Pubblicato: mer, 12 Mar , 2014

Processo Trattativa, il pentito Tranchina: «Io complice di fatti atroci»

 Parlamentari M5S presenti in aula: «Qui per far sentire presenza dello Stato»
MAFIA: UN FERMO PER STRAGE VIA D'AMELIO

Fabio Tranchina durante l’arresto nel 1995.

Nel secondo giorno di udienza del processo sulla trattativa tra Stato e mafia, in trasferta al carcere romano di Rebibbia, si è svolto il controesame del collaboratore di giustizia Paolo Bellini, ex esponente di Avanguardia Nazionale, che ieri ha risposto alle domande della pubblica accusa. Successivamente si è proceduto all’interrogatorio del pentito Fabio Tranchina, ex fedelissimo dei boss di Brancaccio, i fratelli Giuseppe e Filippo Graviano.

Una delegazione di parlamentari del Movimento Cinque Stelle è giunta questa mattina nell’aula dove si è svolta la nuova udienza, per dimostrare il proprio sostegno ai magistrati della Procura di Palermo oggetto di continue minacce da parte del boss di Cosa nostra Totò Riina. «Siamo qui – ha detto la deputata M5S Giulia Sarti e membro della Commissione antimafia – per far sentire la presenza dello Stato, perché non bastano le manifestazioni di solidarietà, ma occorre farsi sentire con la propria presenza fisica.
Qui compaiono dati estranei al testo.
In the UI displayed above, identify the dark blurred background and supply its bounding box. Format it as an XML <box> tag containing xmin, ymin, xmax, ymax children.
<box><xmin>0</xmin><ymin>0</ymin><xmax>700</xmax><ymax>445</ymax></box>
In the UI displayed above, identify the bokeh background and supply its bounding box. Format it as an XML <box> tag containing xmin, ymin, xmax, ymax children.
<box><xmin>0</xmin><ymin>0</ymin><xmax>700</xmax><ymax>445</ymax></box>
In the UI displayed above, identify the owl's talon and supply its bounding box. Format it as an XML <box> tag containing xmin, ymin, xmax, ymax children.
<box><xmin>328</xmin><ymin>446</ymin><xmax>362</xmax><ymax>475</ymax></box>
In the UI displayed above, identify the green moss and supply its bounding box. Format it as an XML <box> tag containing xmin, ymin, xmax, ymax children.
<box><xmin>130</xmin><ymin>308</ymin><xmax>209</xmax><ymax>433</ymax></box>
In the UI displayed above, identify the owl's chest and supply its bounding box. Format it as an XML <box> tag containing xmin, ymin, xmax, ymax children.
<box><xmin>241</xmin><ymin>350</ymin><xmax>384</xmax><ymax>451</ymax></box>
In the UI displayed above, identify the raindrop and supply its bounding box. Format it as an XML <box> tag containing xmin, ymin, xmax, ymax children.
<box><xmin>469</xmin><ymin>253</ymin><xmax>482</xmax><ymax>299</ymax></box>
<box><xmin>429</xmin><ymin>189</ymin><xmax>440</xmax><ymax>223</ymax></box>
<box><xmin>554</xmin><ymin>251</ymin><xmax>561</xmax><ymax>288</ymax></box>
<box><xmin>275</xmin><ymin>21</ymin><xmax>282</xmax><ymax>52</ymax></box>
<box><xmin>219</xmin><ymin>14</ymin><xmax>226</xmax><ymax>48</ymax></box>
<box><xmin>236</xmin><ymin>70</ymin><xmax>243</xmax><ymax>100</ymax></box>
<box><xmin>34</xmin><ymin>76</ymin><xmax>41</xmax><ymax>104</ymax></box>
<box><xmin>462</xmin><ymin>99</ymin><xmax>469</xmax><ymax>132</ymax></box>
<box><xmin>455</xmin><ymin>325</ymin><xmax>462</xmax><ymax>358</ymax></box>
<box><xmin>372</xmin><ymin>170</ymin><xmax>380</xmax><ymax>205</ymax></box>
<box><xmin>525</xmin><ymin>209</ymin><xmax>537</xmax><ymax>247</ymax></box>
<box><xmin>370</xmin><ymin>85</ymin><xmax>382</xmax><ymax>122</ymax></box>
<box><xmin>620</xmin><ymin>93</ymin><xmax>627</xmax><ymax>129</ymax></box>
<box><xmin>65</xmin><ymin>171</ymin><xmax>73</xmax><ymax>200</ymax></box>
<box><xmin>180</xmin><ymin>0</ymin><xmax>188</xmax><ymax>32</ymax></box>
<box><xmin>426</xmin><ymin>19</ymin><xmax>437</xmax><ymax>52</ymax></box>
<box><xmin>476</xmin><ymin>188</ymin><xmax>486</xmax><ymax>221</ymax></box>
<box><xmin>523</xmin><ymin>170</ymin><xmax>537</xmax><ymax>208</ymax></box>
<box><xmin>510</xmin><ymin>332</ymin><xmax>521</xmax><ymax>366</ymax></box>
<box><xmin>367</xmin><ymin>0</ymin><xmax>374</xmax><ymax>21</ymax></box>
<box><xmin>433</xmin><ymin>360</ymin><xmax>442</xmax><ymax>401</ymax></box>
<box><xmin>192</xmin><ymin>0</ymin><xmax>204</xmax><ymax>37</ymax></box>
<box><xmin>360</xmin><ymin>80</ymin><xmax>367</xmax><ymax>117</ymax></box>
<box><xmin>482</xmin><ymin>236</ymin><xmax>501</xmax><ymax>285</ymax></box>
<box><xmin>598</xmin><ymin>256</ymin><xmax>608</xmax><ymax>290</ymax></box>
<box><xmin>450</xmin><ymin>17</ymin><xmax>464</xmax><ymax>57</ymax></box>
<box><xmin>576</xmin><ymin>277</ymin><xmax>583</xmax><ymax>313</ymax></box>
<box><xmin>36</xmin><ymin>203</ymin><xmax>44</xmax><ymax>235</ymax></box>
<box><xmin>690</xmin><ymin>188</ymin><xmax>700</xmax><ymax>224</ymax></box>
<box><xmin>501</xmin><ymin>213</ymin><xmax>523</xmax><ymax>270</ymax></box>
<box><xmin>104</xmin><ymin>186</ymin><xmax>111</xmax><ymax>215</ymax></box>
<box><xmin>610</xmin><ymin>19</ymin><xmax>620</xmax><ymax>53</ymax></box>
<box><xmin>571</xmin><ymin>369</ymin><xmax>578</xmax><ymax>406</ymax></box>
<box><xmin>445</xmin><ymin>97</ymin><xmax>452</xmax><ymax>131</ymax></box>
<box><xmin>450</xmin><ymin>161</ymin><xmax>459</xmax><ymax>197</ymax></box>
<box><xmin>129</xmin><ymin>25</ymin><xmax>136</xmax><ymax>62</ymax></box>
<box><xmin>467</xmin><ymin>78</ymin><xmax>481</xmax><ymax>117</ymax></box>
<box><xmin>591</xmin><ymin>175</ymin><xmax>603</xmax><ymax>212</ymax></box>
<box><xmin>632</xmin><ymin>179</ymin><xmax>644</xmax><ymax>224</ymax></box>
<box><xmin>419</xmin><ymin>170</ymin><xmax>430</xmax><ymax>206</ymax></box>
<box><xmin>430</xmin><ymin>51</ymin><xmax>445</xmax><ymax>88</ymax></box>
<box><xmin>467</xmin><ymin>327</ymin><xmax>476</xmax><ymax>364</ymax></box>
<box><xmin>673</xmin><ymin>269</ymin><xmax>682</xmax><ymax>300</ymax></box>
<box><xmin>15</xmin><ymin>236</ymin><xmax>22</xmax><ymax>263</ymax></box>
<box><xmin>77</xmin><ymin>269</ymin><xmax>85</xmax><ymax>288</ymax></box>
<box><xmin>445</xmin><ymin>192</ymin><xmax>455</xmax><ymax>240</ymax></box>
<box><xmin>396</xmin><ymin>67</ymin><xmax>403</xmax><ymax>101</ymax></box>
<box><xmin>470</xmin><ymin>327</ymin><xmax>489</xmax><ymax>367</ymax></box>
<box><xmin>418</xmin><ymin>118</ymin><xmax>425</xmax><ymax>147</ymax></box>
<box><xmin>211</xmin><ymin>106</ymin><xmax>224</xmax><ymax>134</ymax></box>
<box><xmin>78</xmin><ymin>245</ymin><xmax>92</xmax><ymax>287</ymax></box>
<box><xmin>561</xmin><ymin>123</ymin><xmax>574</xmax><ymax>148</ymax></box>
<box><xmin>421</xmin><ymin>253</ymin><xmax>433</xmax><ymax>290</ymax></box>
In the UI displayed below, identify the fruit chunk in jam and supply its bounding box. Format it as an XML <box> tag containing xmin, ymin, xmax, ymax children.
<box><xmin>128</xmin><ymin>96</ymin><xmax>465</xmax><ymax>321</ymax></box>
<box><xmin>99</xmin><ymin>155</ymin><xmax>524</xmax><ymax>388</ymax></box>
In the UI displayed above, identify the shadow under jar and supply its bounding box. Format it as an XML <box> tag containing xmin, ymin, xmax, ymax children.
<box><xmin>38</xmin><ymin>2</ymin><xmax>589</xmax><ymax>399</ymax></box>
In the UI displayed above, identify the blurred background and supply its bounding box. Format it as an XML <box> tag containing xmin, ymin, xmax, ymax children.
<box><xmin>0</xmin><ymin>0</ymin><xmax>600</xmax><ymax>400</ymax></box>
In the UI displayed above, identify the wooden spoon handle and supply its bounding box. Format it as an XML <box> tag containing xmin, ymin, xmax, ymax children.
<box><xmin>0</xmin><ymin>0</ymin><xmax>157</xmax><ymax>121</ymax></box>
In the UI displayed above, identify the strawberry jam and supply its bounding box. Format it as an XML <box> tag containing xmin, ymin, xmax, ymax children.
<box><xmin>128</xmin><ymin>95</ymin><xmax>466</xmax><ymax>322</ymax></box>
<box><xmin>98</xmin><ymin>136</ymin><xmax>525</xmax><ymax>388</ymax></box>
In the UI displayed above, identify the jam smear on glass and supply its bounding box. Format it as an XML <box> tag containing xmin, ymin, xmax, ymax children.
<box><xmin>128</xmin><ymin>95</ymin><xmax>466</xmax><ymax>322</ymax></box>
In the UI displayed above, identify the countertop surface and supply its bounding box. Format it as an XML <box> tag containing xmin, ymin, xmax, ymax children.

Siamo qui anche per mandare un messaggio: la Commissione antimafia non deve servire solo per fare conferenze. Serve un comitato che si occupi della trattativa stato-mafia, delle minacce di Riina, dei rapporti tra Dap e Aisi, dei nessi tra la trattativa di allora e quello che sta accadendo oggi. Al di là degli accertamenti che si stanno facendo oggi occorre chiarire le responsabilità politiche». Oltre ai ventidue senatori e alcuni deputati grillini, erano presenti pure diversi attivisti di Scorta Civica. Anche oggi, come ormai dal 20 gennaio di quest’anno, si sono ritrovati fuori dall’aula in cui si svolge il processo sulla trattativa con striscioni e cartelli per manifestare la propria solidarietà al pm Nino Di Matteo.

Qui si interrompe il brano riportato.